If we are afraid of a career change to finally do something we are passionate about, start with quietly building a small plan, take baby steps with the plan, every day, little by little to build confidence that our dream can come true.

If we are afraid to take a stand on an important issue and speak up, start with writing a small “note to self,” and then speak up a little to someone we trust, little by little to then speak each and every time the opportunity arises.

Our baby steps are powerful enough to overcome any fear.

As we choose to take some baby steps in the right direction, we will build and strengthen our character and our Character Creates Opportunity® to overcome our fears and reach our full potential.

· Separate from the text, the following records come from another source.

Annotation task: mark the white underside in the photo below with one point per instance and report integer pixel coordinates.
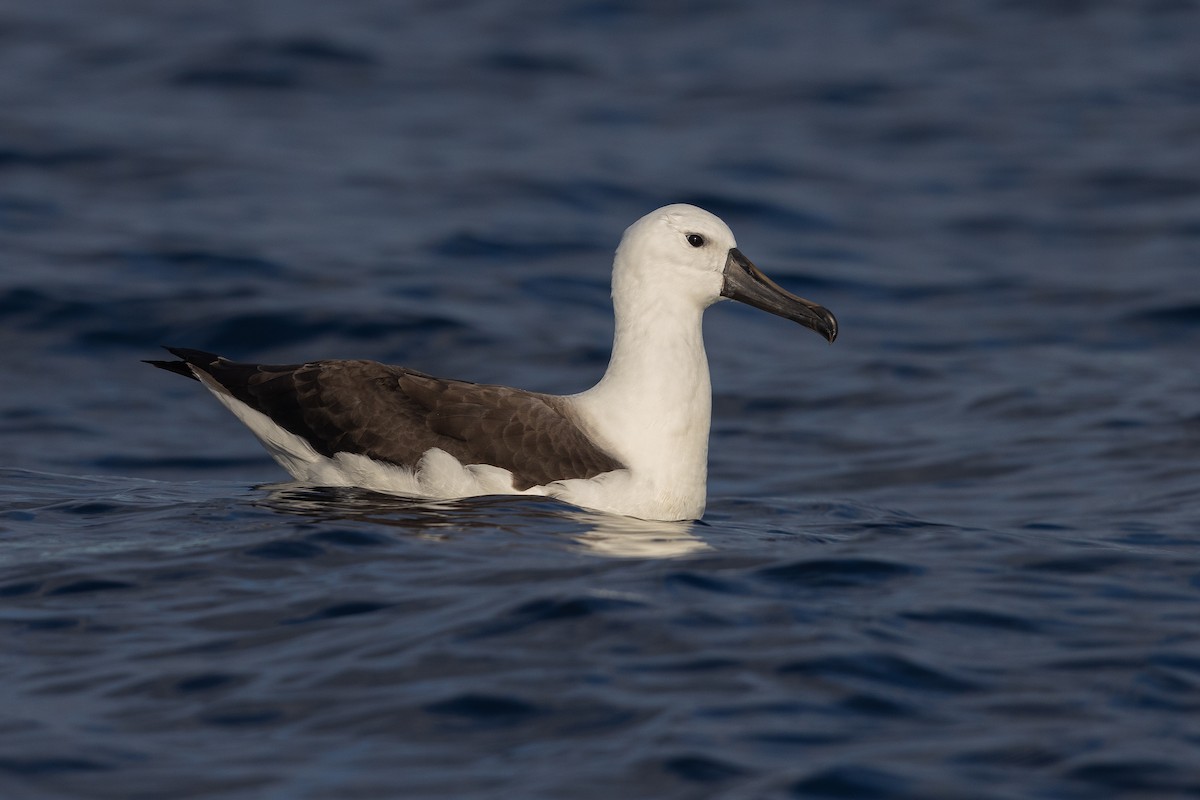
(439, 475)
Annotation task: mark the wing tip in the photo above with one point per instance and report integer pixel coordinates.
(187, 359)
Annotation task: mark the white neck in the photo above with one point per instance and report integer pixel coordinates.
(653, 405)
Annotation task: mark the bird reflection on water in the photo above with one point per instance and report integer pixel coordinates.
(599, 534)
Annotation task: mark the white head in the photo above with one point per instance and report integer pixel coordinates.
(681, 252)
(678, 250)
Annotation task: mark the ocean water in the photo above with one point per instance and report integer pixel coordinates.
(955, 554)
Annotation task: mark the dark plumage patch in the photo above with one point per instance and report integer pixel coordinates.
(395, 415)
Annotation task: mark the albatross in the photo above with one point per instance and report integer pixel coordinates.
(635, 444)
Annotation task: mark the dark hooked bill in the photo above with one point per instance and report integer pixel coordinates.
(747, 283)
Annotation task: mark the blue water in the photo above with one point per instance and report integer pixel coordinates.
(957, 554)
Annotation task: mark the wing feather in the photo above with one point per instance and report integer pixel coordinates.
(395, 415)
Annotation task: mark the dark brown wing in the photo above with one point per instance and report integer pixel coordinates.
(395, 415)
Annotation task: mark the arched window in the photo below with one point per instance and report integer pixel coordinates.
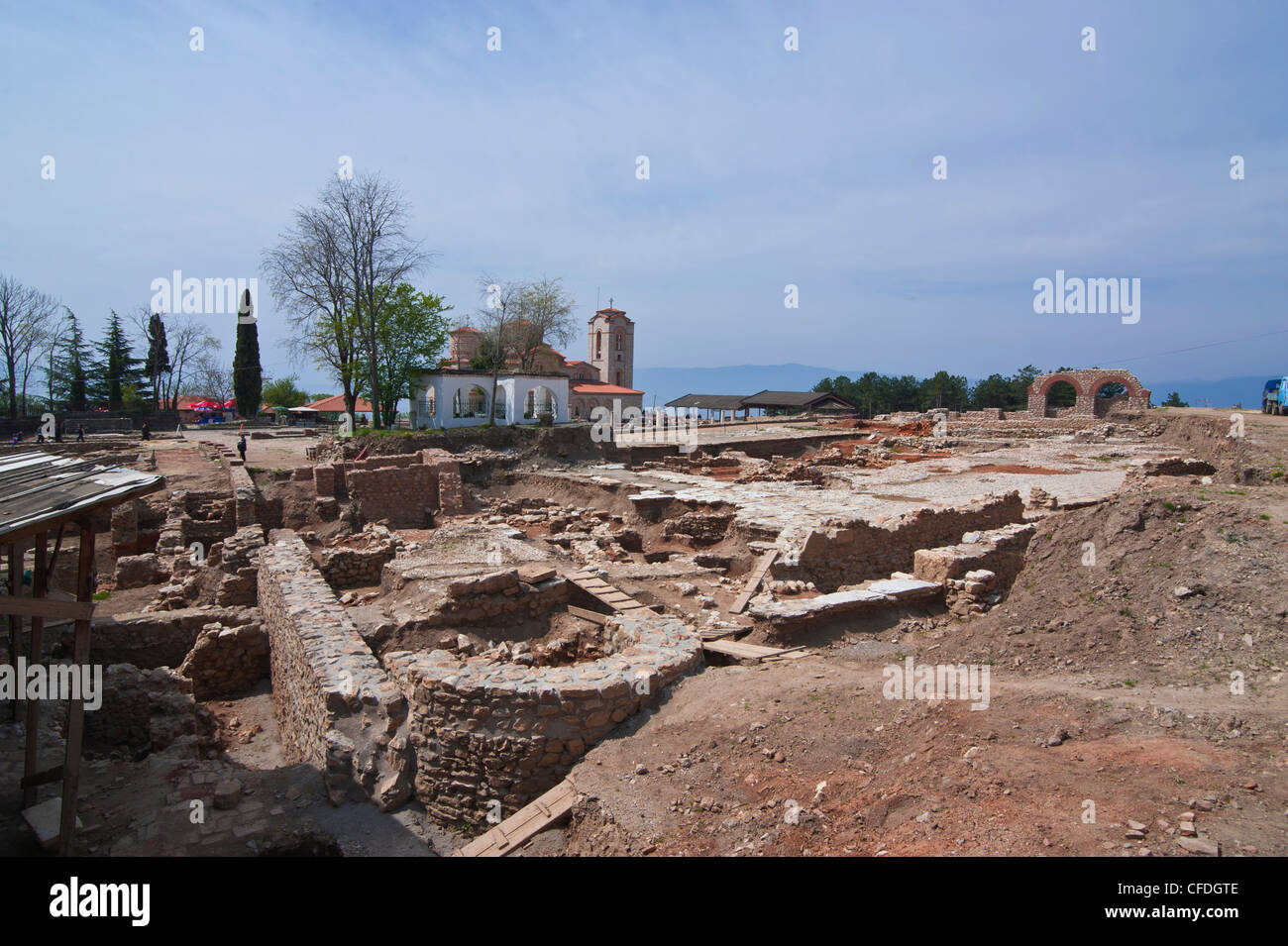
(472, 403)
(540, 400)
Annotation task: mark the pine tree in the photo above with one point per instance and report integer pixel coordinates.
(248, 374)
(115, 368)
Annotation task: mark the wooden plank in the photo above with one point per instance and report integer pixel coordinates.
(758, 576)
(47, 607)
(50, 775)
(747, 652)
(523, 824)
(532, 575)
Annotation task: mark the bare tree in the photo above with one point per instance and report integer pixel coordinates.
(24, 313)
(188, 341)
(369, 219)
(498, 315)
(58, 334)
(209, 377)
(545, 317)
(309, 278)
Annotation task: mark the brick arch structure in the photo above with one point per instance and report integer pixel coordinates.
(1085, 385)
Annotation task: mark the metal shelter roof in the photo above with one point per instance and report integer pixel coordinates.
(40, 489)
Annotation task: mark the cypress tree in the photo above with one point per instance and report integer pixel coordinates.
(248, 374)
(159, 357)
(69, 366)
(115, 368)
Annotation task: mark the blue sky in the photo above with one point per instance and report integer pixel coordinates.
(768, 167)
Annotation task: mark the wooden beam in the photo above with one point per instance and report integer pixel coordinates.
(42, 778)
(76, 706)
(31, 747)
(14, 620)
(523, 824)
(758, 576)
(47, 607)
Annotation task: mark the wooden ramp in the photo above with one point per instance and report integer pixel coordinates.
(752, 652)
(515, 830)
(605, 593)
(758, 576)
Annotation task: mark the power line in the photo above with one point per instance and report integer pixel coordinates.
(1194, 348)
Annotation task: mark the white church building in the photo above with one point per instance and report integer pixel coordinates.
(452, 398)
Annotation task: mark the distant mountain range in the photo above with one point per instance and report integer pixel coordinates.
(661, 385)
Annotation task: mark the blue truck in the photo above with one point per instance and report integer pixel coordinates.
(1274, 396)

Character Creates Opportunity® – Are We There Yet? June 4, 2015

Are we there yet?  We are all very familiar with the question that comes at some point during a long drive.  Depending on how long the drive or how much stress has been injected into the preparations for the drive, there will be a wide array of follow-on responses to that simple question.

So often we attribute that question to a young child on a road trip.  However, many of us as adults may find ourselves asking a similar question on our journey of life.

When will we be happily married?

When will our children be able to stand on their own?

When will I be in a stable and fruitful career?

When will we finally have peace in our home and community?

When will I finally be done with getting an education?

As we continue on our journey to build and strengthen our character, how we cope with the adult version of the question “are we there yet?” will help us grow our joy and peace as we journey along to reach our full potential.

We all celebrate the accomplishment of significant milestones.  The awarding of a graduation diploma, the winning of a championship, the anniversary of a relationship milestone like 25 years of marriage, 30 years of dedicated employment, and the list could go on.  At the time of crossing the threshold of accomplishment, there is joy, celebration, and some peaceful relief in knowing we finally made it.

As time inevitably marches quickly through the threshold of any specific accomplishment, many times we forget the graduation speech, we misplace the thoughtful anniversary card, and we forget the leftover cake in the company lunchroom.

The reality about what remains with us after the accomplishment and brief celebration pass, is not the celebration, it is the memories and lessons learned along the journey that remain.

We remember the courage and strength it took to study all night for numerous exams to ensure we passed that tough course.  Those memories act as a rallying cry to strengthen our character to ensure we can rise above again when we are faced with another challenge down the road.

We remember the pain and the joy of years spent in a close relationship like marriage and those reminders help give us perspective when the next jolt to the foundation of a close relationship comes in the future…and it will come in the future.  It is that perspective which will help to carry us through the inevitable dark time in our committed relationships.

We remember the business lessons learned from good and bad decisions we made in the marketplace.  It is the memory of these lessons that gives us confidence to re-enter the marketplace and attempt to grow a business again.

Setting clear goals to be accomplished is a critical part of reaching our full potential.  However, we need to ensure we maintain the perspective that goals are simply milestones to gauge our progress on the long journey.  We will inevitably pass through those goals and will need to continue to set further milestones down the road.Driving on an empty road towards the setting sun

The energy needed to reach our full potential in a long and fruitful life does not simply come from accomplishing goals.  The renewable energy for life is in leveraging the memories and lessons learned along the journey.  This renewable energy will ensure we consistently raise the bar on our ability to positively impact those around us.

As we continue to maintain our perspective when answering the adult version of “are we there yet?” and we focus on learning along our journey, we will build and strengthen our character and our Character Creates Opportunity® to accomplish the next big goal or milestone.